Links and inodes

Updated: April 19, 2023

File data is stored distinctly from its name and can be referenced by more than one name. Each filename, called a link, points to the actual data of the file itself.

(There are actually two kinds of links: hard links, which we refer to simply as “links,” and symbolic links, which are described in the next section.)

In order to support links for each file, the filename is separated from the other information that describes a file. The non-filename information is kept in a storage table called an inode (for “information node”).

If a file has only one link (i.e., one filename), the inode information (i.e., the non-filename information) is stored in the directory entry for the file. If the file has more than one link, the inode is stored as a record in a special file named /.inodes—the file's directory entry points to the inode record.

Figure 1. One file referenced by two links.

Note that you can create a link to a file only if the file and the link are in the same filesystem.

There are some situations in which a file can have an entry in the /.inodes file:

Removing links

When a file is created, it's given a link count of one. As you add and remove links to and from the file, this link count is incremented and decremented.

The disk space occupied by the file data isn't freed and marked as unused in the bitmap until its link count goes to zero and all programs using the file have closed it. This allows an open file to remain in use, even though it has been completely unlinked. This behavior is part of that stipulated by POSIX and common Unix practice.

Directory links

Although you can't create hard links to directories, each directory has two hard-coded links already built in:

The filename “dot” refers to the current directory; “dot dot” refers to the previous (or parent) directory in the hierarchy.

Note that if there's no predecessor, “dot dot” also refers to the current directory. For example, the “dot dot” entry of / is simply /; you can't go further up the path.

Note: There's no POSIX requirement for a filesystem to include . or .. entries; some filesystems, including flash filesystems and /dev/shmem, don't.

Symbolic links

A symbolic link (or symlink) is a special file that usually has a pathname as its data. When the symbolic link is named in an I/O request—by open(), for example—the link portion of the pathname is replaced by the link's “data” and the path is reevaluated.

Symbolic links are a flexible means of pathname indirection and are often used to provide multiple paths to a single file. Unlike hard links, symbolic links can cross filesystems and can also link to directories. You can use the ln utility to create a symlink.

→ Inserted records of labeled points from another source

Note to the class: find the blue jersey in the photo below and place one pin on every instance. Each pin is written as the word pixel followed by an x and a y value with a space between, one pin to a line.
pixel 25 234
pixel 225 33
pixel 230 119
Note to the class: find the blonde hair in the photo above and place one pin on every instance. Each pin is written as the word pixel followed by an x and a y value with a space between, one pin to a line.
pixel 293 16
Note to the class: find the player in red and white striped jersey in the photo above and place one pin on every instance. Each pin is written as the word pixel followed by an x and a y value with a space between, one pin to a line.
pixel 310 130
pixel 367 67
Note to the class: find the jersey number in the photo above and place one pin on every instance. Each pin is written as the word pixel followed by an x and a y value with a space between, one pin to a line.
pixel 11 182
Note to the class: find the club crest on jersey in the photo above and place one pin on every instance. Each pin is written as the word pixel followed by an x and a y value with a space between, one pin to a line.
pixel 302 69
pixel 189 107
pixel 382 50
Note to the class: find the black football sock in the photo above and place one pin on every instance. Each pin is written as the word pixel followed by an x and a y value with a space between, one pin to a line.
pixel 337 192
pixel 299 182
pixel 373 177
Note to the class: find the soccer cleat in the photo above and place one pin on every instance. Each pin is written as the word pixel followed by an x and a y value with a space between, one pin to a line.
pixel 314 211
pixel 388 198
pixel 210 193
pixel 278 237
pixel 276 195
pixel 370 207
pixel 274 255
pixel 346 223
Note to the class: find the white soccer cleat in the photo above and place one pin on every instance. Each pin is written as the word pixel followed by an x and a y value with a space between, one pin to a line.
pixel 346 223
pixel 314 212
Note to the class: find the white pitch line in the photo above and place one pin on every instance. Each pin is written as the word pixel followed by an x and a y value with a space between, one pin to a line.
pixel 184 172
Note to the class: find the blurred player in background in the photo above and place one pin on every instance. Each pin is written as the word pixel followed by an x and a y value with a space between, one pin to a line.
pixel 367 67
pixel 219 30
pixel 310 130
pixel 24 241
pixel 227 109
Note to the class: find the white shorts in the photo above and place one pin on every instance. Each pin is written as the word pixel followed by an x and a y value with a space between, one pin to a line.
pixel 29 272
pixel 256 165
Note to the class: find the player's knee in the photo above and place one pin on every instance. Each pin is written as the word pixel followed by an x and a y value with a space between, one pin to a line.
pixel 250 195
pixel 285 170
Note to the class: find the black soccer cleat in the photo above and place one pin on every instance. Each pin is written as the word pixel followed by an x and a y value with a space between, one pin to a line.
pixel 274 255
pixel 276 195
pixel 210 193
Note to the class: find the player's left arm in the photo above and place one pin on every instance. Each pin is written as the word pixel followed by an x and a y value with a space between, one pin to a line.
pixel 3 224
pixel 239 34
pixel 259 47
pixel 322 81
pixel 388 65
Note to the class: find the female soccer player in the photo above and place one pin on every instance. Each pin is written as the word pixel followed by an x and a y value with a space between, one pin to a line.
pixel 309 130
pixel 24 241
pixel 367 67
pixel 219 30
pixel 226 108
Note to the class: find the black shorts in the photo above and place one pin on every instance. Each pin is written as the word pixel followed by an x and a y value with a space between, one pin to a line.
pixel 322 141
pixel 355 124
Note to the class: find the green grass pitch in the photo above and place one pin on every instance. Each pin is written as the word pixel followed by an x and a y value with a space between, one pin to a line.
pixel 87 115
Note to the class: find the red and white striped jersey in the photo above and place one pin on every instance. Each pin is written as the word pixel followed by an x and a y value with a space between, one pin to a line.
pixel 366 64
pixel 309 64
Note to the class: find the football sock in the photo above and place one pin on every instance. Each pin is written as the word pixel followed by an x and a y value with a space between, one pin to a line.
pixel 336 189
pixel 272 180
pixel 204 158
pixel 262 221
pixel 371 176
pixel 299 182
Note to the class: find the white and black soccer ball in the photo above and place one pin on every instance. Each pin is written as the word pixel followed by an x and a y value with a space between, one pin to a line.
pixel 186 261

In the following example, the directories /net/node1/usr/fred and /net/node2/usr/barney are linked even though they reside on different filesystems—they're even on different nodes (see the following diagram). You can't do this using hard links, but you can with a symbolic link, as follows:

ln -s /net/node2/usr/barney /net/node1/usr/fred

Note how the symbolic link and the target directory need not share the same name. In most cases, you use a symbolic link for linking one directory to another directory. However, you can also use symbolic links for files, as in this example:

ln -s /net/node1/usr/src/game.c /net/node1/usr/eric/src/sample.c
Figure 2. Symbolic links.
Note: Removing a symbolic link deletes only the link, not the target.

Several functions operate directly on the symbolic link. For these functions, the replacement of the symbolic element of the pathname with its target is not performed. These functions include unlink() (which removes the symbolic link), lstat(), and readlink().

Since symbolic links can point to directories, incorrect configurations can result in problems, such as circular directory links. To recover from circular references, the system imposes a limit on the number of hops; this limit is defined as SYMLOOP_MAX in the <limits.h> include file.

You can get some surprising results, depending on how you set up the symbolic links in your system. For example:

# ln -sP /dev/shmem /some_dir
# echo > /some_dir/my_file
# ln -sP /some_dir/my_file /some_dir/my_link
# ls /some_dir
my_file my_link
# cd /some_dir
# ls

Note that ls shows the link if given an explicit path, but otherwise doesn't. Understandably this can cause some confusion and distress. Since it's common for /tmp to be a link to /dev/shmem, this situation can easily arise for special files created in /tmp.

The root of the problem is that when you use chdir() or the shell's cd command to go to some_dir, you actually end up at /dev/shmem, because of the some_dir symbolic link. But you asked the path manager to create a link under /some_dir, not under /dev/shmem, and the path manager doesn't care that /some_dir is a link somewhere else.

The problem can occur any time a directory symlink exists, where the following special files are created by postfixing the symlink path:

We recommend that you always create such links/attachment points by using a canonical path prefix that doesn't contain symlinks. If you do this, then the name will be accessible through the canonical path as well as through the symlink.